R Package
by drmowinckels
Personal R package development preferences for code style, documentation conventions, and workflow. Complements Posit r-lib skills with specific style choices for minimal comments and neuroimaging package patterns.
Skill Details
Repository Files
1 file in this skill directory
name: r-package description: Personal R package development preferences for code style, documentation conventions, and workflow.
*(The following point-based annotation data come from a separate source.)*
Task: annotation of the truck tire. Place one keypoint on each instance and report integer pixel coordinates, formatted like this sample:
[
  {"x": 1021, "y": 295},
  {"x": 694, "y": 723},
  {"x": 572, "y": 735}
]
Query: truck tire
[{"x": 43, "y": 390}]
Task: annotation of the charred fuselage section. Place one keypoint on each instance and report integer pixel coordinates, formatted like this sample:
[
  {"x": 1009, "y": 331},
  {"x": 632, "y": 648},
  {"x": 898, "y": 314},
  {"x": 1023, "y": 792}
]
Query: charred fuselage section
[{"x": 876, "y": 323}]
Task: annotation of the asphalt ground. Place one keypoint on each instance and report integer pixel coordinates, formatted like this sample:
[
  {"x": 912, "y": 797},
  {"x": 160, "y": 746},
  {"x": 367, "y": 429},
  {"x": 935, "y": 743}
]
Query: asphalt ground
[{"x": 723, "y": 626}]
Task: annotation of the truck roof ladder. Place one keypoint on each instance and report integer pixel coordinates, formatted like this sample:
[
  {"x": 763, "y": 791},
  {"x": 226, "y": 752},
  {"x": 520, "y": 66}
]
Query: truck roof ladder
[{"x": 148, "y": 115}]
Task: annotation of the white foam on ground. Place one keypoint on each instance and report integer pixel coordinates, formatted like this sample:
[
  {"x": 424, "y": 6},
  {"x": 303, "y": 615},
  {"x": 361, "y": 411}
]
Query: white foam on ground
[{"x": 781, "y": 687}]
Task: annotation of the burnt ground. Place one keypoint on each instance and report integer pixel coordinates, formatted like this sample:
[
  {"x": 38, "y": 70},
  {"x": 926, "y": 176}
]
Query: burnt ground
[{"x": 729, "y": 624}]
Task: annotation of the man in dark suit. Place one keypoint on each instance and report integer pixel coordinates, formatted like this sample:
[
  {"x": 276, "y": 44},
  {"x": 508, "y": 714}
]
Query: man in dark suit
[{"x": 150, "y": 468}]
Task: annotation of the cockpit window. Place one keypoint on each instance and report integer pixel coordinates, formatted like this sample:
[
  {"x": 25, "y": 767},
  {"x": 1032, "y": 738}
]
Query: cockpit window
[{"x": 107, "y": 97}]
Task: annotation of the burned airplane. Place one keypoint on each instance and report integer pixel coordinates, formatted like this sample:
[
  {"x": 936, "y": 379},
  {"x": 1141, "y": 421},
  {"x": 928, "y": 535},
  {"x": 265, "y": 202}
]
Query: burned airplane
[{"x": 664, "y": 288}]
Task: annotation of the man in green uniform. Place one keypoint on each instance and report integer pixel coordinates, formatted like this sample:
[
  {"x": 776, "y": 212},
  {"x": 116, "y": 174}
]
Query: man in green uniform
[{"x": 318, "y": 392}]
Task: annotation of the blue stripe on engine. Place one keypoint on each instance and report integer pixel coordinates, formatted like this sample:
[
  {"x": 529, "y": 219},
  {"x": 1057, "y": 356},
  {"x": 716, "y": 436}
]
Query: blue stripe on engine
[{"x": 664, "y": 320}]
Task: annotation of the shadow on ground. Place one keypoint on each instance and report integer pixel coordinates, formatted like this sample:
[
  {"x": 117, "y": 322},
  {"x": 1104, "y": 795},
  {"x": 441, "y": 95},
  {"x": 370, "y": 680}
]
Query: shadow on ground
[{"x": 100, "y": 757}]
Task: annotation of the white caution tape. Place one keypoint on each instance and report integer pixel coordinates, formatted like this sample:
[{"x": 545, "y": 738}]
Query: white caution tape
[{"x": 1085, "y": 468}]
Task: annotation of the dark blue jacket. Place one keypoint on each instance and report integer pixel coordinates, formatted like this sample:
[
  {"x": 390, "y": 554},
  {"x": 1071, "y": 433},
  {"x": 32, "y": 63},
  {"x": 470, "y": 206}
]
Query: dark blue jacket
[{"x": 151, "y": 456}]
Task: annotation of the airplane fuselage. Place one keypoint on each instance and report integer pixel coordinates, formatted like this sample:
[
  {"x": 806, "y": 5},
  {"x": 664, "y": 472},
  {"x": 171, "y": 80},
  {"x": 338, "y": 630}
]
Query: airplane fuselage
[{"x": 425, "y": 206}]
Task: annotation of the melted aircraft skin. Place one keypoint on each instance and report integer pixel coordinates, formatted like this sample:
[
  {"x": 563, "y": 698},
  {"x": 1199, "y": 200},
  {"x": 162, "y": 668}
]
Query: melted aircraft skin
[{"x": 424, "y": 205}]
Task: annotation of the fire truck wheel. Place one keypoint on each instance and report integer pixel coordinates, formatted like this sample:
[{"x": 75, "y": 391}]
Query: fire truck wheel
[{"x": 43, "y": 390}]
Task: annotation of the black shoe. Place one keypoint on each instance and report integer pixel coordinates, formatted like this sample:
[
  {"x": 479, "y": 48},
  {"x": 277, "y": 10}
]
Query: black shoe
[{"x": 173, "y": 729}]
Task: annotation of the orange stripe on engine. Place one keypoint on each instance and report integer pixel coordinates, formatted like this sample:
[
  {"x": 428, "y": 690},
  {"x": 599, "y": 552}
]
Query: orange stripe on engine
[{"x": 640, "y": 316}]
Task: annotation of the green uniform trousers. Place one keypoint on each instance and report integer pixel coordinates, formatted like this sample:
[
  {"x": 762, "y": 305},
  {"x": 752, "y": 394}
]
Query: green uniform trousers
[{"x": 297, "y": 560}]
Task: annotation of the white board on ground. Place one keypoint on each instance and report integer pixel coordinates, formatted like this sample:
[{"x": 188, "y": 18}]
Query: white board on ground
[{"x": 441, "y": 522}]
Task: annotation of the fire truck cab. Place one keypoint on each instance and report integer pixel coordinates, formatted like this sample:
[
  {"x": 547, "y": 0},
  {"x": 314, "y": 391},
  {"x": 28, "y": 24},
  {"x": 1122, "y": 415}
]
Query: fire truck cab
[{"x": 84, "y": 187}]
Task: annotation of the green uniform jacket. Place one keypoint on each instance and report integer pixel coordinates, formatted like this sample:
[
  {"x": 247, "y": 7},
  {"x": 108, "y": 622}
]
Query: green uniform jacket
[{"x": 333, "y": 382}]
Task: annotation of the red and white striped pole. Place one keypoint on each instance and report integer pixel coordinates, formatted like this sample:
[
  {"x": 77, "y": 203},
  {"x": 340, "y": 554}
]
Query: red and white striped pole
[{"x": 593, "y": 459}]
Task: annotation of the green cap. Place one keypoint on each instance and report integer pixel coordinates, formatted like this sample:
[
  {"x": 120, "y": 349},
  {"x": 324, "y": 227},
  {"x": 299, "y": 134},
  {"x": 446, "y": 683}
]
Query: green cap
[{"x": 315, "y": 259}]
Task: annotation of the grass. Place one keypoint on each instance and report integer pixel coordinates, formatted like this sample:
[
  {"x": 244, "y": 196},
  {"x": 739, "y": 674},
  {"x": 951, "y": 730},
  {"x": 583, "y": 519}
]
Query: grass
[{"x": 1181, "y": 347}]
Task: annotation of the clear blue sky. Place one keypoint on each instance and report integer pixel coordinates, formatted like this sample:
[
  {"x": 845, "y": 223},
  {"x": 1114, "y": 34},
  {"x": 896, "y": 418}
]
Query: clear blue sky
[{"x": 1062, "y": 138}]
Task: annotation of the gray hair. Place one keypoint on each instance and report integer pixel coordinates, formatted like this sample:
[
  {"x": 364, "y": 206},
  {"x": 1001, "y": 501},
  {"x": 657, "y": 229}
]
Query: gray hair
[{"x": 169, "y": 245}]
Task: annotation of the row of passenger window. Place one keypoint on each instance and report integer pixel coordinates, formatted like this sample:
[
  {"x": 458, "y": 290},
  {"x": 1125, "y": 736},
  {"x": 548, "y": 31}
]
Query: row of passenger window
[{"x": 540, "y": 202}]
Complements Posit r-lib skills with specific style choices for minimal comments and neuroimaging package patterns. license: CC-BY-4.0 compatibility: opencode metadata: language: R audience: package-developers focus: style-preferences
R Package Development - Personal Preferences
Specific style preferences and workflow choices for R package development. Use alongside Posit testing-r-packages for comprehensive guidance.
Code Style Philosophy
Self-Explanatory Code Without Comments
Functions and variables should be named clearly enough that comments are unnecessary:
# Good: Self-explanatory without comments
calculate_mean_cortical_thickness <- function(surface_data,
region_labels,
exclude_medial_wall = TRUE) {
valid_vertices <- identify_valid_vertices(surface_data, exclude_medial_wall)
regional_means <- compute_regional_means(surface_data, region_labels, valid_vertices)
regional_means
}
# Bad: Needs comments to explain
calc_mct <- function(sd, rl, emw = TRUE) {
# Get valid vertices
vv <- get_vv(sd, emw)
# Calculate means
rm <- calc_rm(sd, rl, vv)
rm
}
# Exception: Comments allowed for workarounds
process_freesurfer_annotation <- function(annot_file) {
# WORKAROUND: FreeSurfer annot files have non-standard header format
# that readBin() misinterprets. Skip first 4 bytes manually.
raw_data <- readBin(annot_file, "raw", n = file.size(annot_file))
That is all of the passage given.